Solution and Explanation

Diagnosis-driven approach. Before choosing a drug, name the disease. The blood counts tell a clear story: high WBC (50,000) with simultaneous anaemia (Hb 7) and thrombocytopenia (platelets 30,000, hence the petechiae and purpura). When one lineage is grossly elevated while the other two are suppressed in a young person, the marrow is being crowded out by a proliferating clone - acute leukaemia. The added findings of lymphadenopathy and hepatosplenomegaly in an 18-year-old point specifically to Acute Lymphoblastic Leukaemia, where lymph node and visceral infiltration are typical.
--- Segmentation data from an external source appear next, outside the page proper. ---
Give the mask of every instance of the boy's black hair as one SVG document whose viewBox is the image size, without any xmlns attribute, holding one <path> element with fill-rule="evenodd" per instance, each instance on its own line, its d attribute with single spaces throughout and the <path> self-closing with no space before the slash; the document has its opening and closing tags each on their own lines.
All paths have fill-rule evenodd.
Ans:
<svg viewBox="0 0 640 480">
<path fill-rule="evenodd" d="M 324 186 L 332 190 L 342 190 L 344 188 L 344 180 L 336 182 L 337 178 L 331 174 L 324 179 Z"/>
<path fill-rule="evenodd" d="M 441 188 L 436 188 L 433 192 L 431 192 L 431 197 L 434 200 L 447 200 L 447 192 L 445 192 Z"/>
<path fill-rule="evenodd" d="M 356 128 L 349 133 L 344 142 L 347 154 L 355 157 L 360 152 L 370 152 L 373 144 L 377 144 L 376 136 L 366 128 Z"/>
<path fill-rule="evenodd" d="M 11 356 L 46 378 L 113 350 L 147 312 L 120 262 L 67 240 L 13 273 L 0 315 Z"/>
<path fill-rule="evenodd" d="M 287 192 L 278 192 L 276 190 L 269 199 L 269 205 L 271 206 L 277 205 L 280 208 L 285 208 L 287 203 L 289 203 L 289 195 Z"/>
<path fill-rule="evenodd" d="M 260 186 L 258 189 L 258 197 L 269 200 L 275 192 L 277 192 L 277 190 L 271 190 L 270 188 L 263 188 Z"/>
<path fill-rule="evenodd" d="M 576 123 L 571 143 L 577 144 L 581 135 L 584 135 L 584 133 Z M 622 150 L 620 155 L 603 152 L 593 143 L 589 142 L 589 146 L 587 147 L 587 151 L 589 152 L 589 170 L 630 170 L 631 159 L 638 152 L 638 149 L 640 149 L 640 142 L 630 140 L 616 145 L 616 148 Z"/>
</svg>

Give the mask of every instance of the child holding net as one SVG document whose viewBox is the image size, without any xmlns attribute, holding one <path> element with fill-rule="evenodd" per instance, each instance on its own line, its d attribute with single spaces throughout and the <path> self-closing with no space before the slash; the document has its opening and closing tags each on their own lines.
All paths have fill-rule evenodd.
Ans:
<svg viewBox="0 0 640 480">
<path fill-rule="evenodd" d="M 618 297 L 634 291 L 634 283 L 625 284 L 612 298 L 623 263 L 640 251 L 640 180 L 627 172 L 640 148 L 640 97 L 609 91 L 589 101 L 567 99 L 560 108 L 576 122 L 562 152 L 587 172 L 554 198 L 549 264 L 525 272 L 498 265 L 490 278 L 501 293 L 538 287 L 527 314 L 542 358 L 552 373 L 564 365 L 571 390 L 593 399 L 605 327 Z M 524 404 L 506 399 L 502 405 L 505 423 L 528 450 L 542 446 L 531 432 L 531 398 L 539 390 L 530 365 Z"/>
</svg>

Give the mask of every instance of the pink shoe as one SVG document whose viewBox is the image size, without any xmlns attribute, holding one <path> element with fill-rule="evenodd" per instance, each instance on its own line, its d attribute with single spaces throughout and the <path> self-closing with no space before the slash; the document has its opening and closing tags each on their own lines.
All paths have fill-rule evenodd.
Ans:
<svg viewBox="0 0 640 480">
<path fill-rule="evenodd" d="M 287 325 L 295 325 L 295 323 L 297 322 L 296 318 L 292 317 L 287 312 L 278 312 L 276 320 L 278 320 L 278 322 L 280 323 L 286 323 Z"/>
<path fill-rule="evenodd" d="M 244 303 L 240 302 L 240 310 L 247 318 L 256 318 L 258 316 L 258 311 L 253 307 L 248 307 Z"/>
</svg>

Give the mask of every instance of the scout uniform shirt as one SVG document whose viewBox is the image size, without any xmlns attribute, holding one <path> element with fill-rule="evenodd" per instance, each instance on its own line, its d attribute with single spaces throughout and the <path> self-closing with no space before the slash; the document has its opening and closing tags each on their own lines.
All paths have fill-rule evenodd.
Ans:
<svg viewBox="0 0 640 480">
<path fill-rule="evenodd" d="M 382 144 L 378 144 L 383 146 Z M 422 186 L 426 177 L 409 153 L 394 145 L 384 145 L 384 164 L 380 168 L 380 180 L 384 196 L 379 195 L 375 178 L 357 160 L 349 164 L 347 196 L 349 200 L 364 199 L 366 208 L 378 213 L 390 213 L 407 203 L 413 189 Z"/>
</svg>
Management then follows directly from the diagnosis. ALL induction is built on a steroid plus a vinca alkaloid (with asparaginase and an anthracycline). Of the four choices, only Prednisolone + Vinblastine matches this lymphoid-leukaemia induction backbone.

Ruling out the distractors quickly:
• Cytarabine-based therapy belongs to AML, not ALL.
• IVIG is reserved for immune thrombocytopenic purpura, which shows isolated low platelets - not a high WBC with organomegaly.
• Nodal radiotherapy is a focal treatment for lymphoma and is useless against marrow-based, blood-borne leukaemia.

So the most appropriate management is Prednisolone + Vinblastine (Option C).